Pré-diagnostic dans les EHPAD grâce à l’intelligence artificielle

Afin de réguler le parcours de soins en Ehpad, soulager la médecine de proximité et éviter les admissions aux urgences inutiles, le CHU de Limoges expérimente le pré-diagnostic analysé par intelligence artificielle.

© Ehpad St Privat

Le tableau est connu, « des Ehpad de plus en plus sanitarisés sur un territoire en manque chronique de ressources médicales, d’où des personnes âgées régulièrement envoyées aux urgences, avec tous les impacts délétères supposés, sur l’état de ces patients dont près de 40 % pourraient pourtant éviter l’hospitalisation, comme sur les organisations déjà en « surchauffe », brosse le professeur Achille Tchalla, chef du pôle de gérontologie clinique du CHU de Limoges.

Et d’intimer : « Il est temps de chercher d’autres solutions. » Afin d’aider personnels infirmiers et médecins à anticiper, et ainsi mieux gérer les situations, le professeur Tchalla expérimente donc depuis deux ans une méthode de pré-diagnostic établie par intelligence artificielle (IA).

Une modélisation de la réflexion médicale

Le professeur Tchalla © CHU Limoges

L’outil n’a rien d’un super dictionnaire des symptômes : déployée par la société Médical Intelligence Service sous le nom de MedVir, cette solution algorithmique modélise carrément le raisonnement médical en croisant signes cliniques, constantes et antécédents. « Engrangeant l’expérience acquise qu’elle appuie à des bases statistiques, elle a été initialement développée à partir des profils adultes pris en charge par le 15 et retravaillée pour s’adapter aux plus âgés », explique Achille Tchalla.

Entrées par l’infirmière dans une tablette connectée, les informations données par le patient sont ainsi analysées par l’IA, laquelle les traduit en hypothèses immédiatement transmises au médecin traitant qui va valider ce pré-diagnostic ou l’affiner par une téléconsultation, des examens complémentaires, etc.

Aucune perte de chance enregistrée

Alors que la faisabilité du dispositif a déjà été attestée par une expérimentation menée sur deux établissements de Haute-Vienne, il s’agit maintenant de mesurer la fiabilité de cet outil digital et d’observer la manière dont chaque partie concernée – infirmières, AS, médecins et patients – se l’approprie.
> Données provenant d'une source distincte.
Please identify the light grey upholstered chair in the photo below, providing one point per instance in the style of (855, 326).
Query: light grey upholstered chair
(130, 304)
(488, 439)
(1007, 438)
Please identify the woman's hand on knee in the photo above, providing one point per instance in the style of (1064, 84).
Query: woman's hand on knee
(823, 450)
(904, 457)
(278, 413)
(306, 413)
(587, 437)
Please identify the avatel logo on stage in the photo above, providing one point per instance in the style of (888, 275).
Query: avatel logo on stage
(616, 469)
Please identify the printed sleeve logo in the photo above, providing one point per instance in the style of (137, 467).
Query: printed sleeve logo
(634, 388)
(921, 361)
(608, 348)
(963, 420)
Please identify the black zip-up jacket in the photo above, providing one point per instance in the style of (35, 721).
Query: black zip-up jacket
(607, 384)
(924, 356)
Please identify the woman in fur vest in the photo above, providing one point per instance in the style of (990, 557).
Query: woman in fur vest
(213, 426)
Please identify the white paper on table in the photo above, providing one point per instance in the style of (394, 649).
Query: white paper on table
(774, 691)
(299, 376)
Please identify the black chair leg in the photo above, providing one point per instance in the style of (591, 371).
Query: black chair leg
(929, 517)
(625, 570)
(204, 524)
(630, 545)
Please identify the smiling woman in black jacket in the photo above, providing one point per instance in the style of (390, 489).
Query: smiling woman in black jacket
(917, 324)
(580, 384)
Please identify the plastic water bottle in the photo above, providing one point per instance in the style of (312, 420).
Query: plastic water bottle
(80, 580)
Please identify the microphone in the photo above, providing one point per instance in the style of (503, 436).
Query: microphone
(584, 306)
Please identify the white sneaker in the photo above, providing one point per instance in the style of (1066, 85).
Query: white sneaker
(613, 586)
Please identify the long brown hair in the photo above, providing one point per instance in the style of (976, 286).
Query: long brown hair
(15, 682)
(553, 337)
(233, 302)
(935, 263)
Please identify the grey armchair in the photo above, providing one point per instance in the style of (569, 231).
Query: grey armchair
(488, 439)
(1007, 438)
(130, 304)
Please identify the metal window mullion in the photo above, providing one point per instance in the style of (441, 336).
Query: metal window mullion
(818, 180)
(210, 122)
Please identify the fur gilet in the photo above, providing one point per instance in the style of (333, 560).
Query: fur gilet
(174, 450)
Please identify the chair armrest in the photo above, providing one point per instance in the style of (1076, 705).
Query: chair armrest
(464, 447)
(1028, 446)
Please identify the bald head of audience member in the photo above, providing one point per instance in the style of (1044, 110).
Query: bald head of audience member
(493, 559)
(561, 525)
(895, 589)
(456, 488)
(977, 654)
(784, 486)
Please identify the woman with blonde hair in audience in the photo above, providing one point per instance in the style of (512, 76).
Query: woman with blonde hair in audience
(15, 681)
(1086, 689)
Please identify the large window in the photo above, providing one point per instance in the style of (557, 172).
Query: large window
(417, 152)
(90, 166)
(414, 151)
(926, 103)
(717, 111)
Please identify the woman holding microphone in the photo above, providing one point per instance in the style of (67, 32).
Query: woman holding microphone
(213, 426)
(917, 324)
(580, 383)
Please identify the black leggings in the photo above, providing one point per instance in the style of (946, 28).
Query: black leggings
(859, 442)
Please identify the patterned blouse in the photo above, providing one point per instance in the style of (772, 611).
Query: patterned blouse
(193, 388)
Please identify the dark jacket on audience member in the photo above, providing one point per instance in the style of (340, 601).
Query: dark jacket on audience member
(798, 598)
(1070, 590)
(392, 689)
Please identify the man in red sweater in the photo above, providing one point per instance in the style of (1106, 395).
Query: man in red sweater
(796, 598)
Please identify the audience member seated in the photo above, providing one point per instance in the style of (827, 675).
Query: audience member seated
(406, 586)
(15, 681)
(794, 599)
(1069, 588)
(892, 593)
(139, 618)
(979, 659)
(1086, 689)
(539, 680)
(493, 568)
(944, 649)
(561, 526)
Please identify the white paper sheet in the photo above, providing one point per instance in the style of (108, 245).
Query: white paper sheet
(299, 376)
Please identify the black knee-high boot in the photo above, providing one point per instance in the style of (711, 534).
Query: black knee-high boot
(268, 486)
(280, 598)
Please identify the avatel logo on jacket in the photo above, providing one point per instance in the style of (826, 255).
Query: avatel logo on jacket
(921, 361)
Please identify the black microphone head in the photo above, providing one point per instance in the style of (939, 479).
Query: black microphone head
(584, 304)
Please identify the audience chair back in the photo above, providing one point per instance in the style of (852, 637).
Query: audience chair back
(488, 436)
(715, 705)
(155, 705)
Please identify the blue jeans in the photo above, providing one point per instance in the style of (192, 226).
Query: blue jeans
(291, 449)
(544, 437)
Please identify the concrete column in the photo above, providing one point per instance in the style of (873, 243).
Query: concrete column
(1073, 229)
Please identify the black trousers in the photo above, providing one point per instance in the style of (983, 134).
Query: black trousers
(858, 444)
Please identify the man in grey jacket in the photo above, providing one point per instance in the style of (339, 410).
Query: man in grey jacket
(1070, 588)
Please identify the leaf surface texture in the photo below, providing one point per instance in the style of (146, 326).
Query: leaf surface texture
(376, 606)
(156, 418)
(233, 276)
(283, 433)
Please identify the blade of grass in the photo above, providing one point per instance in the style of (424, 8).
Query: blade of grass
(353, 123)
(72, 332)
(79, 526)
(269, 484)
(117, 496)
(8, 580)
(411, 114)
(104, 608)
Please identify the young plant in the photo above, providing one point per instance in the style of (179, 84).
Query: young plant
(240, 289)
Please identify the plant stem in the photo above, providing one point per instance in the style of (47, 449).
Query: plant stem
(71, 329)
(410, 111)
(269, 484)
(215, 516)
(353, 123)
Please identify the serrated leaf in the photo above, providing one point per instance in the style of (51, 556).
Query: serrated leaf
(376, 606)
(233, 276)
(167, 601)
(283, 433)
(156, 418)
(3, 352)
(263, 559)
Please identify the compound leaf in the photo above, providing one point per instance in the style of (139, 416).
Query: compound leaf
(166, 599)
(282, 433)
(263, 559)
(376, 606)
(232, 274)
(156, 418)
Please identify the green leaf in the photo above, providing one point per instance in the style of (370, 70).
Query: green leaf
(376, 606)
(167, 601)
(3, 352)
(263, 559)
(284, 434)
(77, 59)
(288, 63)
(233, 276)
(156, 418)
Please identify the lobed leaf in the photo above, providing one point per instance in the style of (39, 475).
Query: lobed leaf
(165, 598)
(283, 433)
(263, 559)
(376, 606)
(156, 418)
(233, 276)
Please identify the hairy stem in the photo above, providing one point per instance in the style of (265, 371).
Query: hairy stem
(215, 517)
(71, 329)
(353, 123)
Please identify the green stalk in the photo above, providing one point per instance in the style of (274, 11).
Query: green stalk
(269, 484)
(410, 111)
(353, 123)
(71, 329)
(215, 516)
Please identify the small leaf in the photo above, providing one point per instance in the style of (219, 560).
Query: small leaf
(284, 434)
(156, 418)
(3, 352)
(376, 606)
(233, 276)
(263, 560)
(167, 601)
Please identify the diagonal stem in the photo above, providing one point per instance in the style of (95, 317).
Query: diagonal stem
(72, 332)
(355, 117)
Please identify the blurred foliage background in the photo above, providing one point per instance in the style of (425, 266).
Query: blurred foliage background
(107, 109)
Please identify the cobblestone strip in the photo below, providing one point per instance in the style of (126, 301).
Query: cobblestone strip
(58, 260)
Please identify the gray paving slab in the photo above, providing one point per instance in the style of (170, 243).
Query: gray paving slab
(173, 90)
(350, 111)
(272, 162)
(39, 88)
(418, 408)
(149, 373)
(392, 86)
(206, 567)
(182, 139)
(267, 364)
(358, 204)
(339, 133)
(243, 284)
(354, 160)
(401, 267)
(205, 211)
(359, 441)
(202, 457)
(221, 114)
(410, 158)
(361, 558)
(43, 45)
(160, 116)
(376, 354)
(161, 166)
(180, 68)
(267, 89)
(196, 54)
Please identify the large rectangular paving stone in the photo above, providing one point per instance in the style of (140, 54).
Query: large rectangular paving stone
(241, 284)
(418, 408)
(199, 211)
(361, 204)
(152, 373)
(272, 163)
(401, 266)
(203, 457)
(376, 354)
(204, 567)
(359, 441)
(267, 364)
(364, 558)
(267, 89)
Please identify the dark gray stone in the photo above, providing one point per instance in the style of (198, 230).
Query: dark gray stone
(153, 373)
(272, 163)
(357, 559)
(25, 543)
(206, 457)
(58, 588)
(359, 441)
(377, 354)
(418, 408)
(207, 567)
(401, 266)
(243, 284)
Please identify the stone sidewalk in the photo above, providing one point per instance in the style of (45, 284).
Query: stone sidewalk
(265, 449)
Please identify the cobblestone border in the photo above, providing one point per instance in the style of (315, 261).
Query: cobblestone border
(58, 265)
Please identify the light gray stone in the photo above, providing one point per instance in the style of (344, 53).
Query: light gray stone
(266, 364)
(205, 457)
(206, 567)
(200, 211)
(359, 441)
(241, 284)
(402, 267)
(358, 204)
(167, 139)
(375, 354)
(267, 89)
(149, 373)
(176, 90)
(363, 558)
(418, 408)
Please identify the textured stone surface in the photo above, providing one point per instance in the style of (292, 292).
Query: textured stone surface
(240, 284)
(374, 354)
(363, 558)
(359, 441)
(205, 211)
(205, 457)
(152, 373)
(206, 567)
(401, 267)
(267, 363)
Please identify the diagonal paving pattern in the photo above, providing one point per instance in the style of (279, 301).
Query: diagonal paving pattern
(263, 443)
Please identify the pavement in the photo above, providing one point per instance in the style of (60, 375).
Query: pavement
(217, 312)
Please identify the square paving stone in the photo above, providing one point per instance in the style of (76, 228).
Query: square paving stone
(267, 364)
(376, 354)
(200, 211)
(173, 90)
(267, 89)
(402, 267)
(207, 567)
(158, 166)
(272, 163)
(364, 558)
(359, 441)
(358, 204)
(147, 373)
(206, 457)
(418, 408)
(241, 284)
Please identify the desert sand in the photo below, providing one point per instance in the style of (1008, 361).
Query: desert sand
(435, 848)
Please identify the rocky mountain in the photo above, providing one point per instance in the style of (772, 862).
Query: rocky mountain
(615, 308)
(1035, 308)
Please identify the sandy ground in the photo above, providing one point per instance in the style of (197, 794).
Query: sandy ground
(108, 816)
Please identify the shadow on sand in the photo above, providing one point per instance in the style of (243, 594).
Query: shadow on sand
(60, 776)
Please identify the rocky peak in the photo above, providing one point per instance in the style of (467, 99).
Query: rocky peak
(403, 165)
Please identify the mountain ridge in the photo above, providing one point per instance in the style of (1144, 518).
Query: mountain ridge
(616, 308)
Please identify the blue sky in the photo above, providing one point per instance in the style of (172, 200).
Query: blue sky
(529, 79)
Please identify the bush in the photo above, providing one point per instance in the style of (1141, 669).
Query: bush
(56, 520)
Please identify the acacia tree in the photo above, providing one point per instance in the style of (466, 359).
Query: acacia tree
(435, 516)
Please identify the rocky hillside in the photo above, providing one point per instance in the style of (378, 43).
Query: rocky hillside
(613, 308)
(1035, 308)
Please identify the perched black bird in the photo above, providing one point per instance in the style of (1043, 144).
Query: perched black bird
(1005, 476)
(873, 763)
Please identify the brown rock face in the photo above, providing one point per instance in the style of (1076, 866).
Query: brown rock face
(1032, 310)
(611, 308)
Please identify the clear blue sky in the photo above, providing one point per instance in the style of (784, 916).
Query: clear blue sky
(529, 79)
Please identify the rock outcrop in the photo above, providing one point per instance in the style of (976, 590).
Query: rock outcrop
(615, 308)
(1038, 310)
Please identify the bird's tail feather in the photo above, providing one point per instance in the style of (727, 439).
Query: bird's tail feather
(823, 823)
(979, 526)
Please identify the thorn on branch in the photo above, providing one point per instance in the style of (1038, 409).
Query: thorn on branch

Ainsi les dossiers des résidents suivis arrivent-ils aussi au service de gériatrie du CHU afin de vérifier l’exactitude des diagnostics IA et s’assurer qu’ils ne provoquent aucune perte de chance au regard de ceux émis par le médecin traitant.

En effet, l’IA n’a pas vocation à se substituer aux soignants, « c’est juste un outil d’aide à la décision capable, après formation des professionnels concernés, de décharger les médecins traitants de la phase d’orientation », expose Achille Tchalla qui l’assure : « à ce jour, les concordances sont bonnes. »

Jusqu’à 15 % d’admissions possiblement évitables

Financé par le conseil régional de Nouvelle-Aquitaine et l’ARS, le schéma expérimental de recherche et d’innovation qui inclut 306 résidents est actuellement déployé sur sept établissements, en Dordogne, Creuse et Corrèze. L’année 2023 devrait voir d’autres structures rejoindre l’échantillon, afin de caractériser l’intérêt d’intégrer cet outil à l’organisation. Mais d’ores et déjà, « l’investissement en hard et soft ne peut que sembler dérisoire au regard des gains potentiels réalisés sur la gestion des urgences, sur le coût des transports ou sur les conséquences de la perte d’autonomie », avance le gérontologue.

Le professeur Tchalla insiste : « même si le dispositif ne conduisait qu’à 10 ou 15 % d’admissions hospitalières épargnées, chacun y gagnerait beaucoup, depuis le patient jusqu’à l’institution en passant par le généraliste. » Des estimations qui incitent assurément à projeter rapidement une future étape au bénéfice des aînés hébergés à domicile.